HHS answered by proposing a privacy regulation that was finalized in 2000.
Looking back, the past 10 years have demonstrated, much to the surprise of many, the enduring nature of the basic cornerstones of HIPAA.
Some were concerned that HIPAA wouldn’t provide meaningful privacy protection.
Others worried that HIPAA would be redundant with state health privacy laws and would not add much value.
The challenge of protecting privacy and security of health information was staggering in 1996, as it can be today.

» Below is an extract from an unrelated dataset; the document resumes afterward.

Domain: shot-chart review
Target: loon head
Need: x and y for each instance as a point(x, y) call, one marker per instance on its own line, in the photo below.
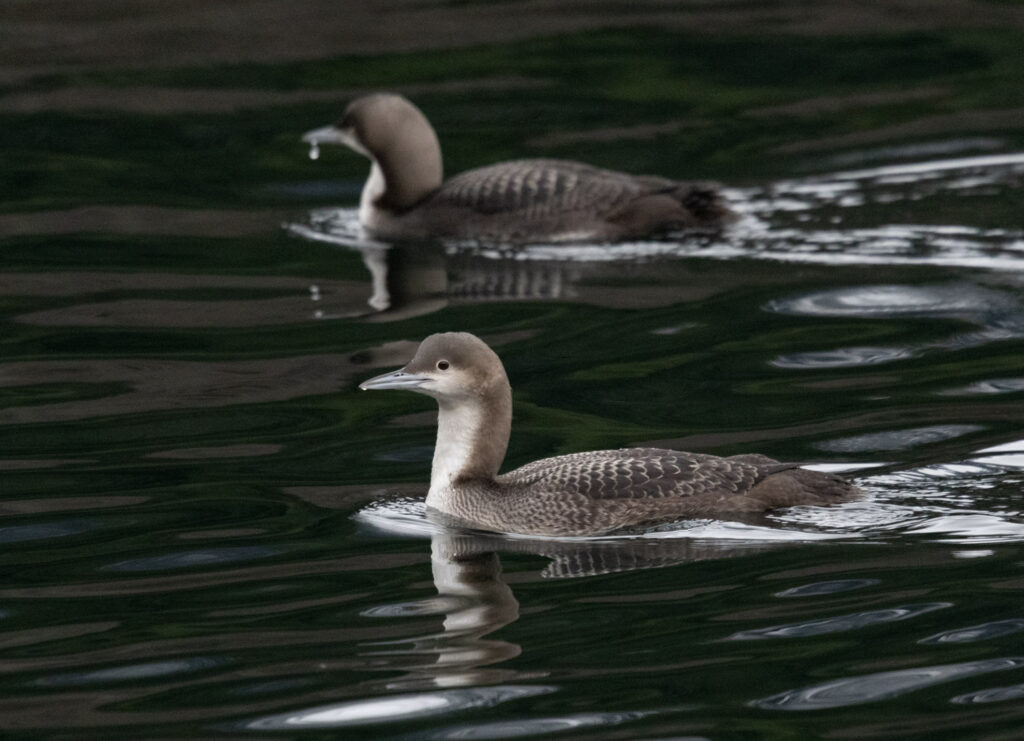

Countless people must have access to a person’s health data: doctors, nurses, technicians, clerical workers, and administrative staff, as well as the third party personnel in entities involved in healthcare such as health plans, medical supply companies, billing and coding companies, pharmacies, and researchers.And the balance of the [HIPAA] Privacy and Security protections have paved the way to real benefits for consumers through greater access to quality care.Enforcement has matured along with industry knowledge and capacity to meet the standards.These common sense standards were intended to provide a scalable, flexible framework so that all organizations across the industry-large and small, provider and health plan-could find their way toward compliance.Whereas many thought HIPAA would “bankrupt” healthcare, shut down research, and otherwise paralyze the industry, instead the industry has learned the benefits of the transaction and code set standards through the ease of electronic transactions.It would soon be followed by the HIPAA Security Rule-which was published in 2003 and became effective in 2005-and eventually by the HIPAA Enforcement Rule and the Breach Notification Rule as well.HIPAA’s length compares to that of a Tolstoy novel-since it contains some of the most detailed and comprehensive requirements of any privacy and data security law.Since the 1970s, Congress had been passing a number of privacy statutes that protected driver license records, cable TV records, school records, and phone records.There was even a federal law regulating the privacy of video rental records-but not one regulating the privacy of health records.People questioned whether HIPAA would really make an impact, and if any impact would be for the better or the worse.Ten years later these questions have largely been answered.